Mas nem as casas particulares nem os edifícios públicos, e “há escolas onde chove e onde as crianças levam cobertores paras as salas”… a Heloísa já não tem tempo de explicar tudo e enumerar os diversos exemplos, “acabou o seu tempo senhora deputada”.
E eu tenho pressa de chegar ao fim, porque tenho pouco tempo para chegar.
Fui ao Porto e vim. Gastei imenso dinheiro para fazer a viagem, isso custa no meu orçamento. Se quero ser bem cuidada, como estou a ser devo continuar a fazer isso. Não devia ser necessário deslocar-me. Mas há quem diga que não tenho muito de que me queixar e que podia ser pior, ou então a conversa termina com um: “A menina devia arranjar um namorado que lhe desse boleia!”

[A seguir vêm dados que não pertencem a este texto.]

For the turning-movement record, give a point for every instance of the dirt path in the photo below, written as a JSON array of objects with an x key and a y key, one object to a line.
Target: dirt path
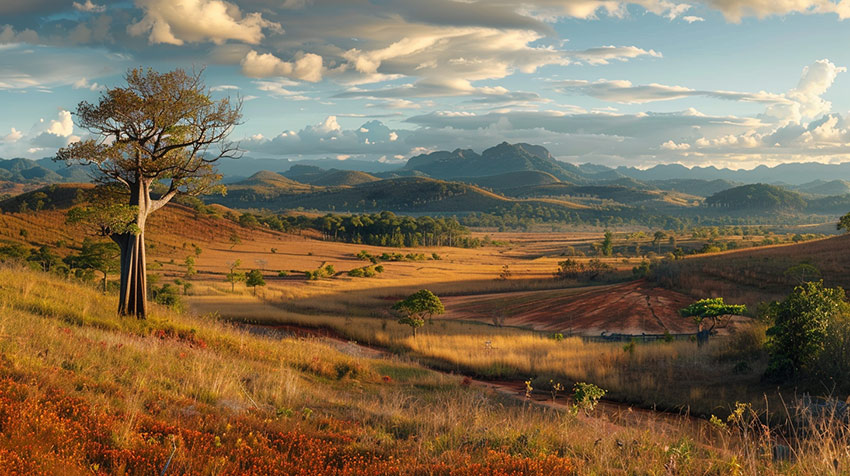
[{"x": 613, "y": 413}]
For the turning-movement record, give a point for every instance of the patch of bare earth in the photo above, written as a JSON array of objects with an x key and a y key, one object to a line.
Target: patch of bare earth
[{"x": 632, "y": 308}]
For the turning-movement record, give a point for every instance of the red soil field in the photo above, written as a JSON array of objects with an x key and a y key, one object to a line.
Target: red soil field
[{"x": 632, "y": 308}]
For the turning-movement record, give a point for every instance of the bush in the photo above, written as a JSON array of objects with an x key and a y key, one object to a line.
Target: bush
[
  {"x": 586, "y": 396},
  {"x": 803, "y": 323}
]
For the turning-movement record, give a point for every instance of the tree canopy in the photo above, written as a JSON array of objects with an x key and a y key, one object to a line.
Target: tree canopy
[
  {"x": 152, "y": 139},
  {"x": 801, "y": 327},
  {"x": 416, "y": 307},
  {"x": 844, "y": 223}
]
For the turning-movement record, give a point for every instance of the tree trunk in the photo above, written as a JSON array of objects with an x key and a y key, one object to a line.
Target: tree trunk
[{"x": 132, "y": 300}]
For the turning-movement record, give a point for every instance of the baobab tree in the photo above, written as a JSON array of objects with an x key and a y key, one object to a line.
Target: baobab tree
[{"x": 155, "y": 138}]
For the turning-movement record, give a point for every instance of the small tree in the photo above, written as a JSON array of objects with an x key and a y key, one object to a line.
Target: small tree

Entretanto o debate quinzenal com o primeiro-ministro está quase a chegar ao fim, falaram mais alguns, não ouvi, o rádio não estava bem sintonizado. O PAN falava das suiniculturas que poluem o Liz, e dos boletins de voto em braille…
Não podemos nascer pobres, nem cegos, nem surdos… nem longe não sei de onde.
Estou quase a chegar e no cenário de desgraça solto uma gargalhada. O Costa diz qualquer coisa do género, a propósito da intervenção do PSD: “os senhores levantam-se de manhã e pensam: o que vamos perguntar? Então dão uma vista de olhos aos jornais, vêm o noticiário, vão as redes sociais…”
Pois, o problema é que é mesmo assim que acontece.
E porque havia de morar em Chaves? Eu acho que deve ser amor.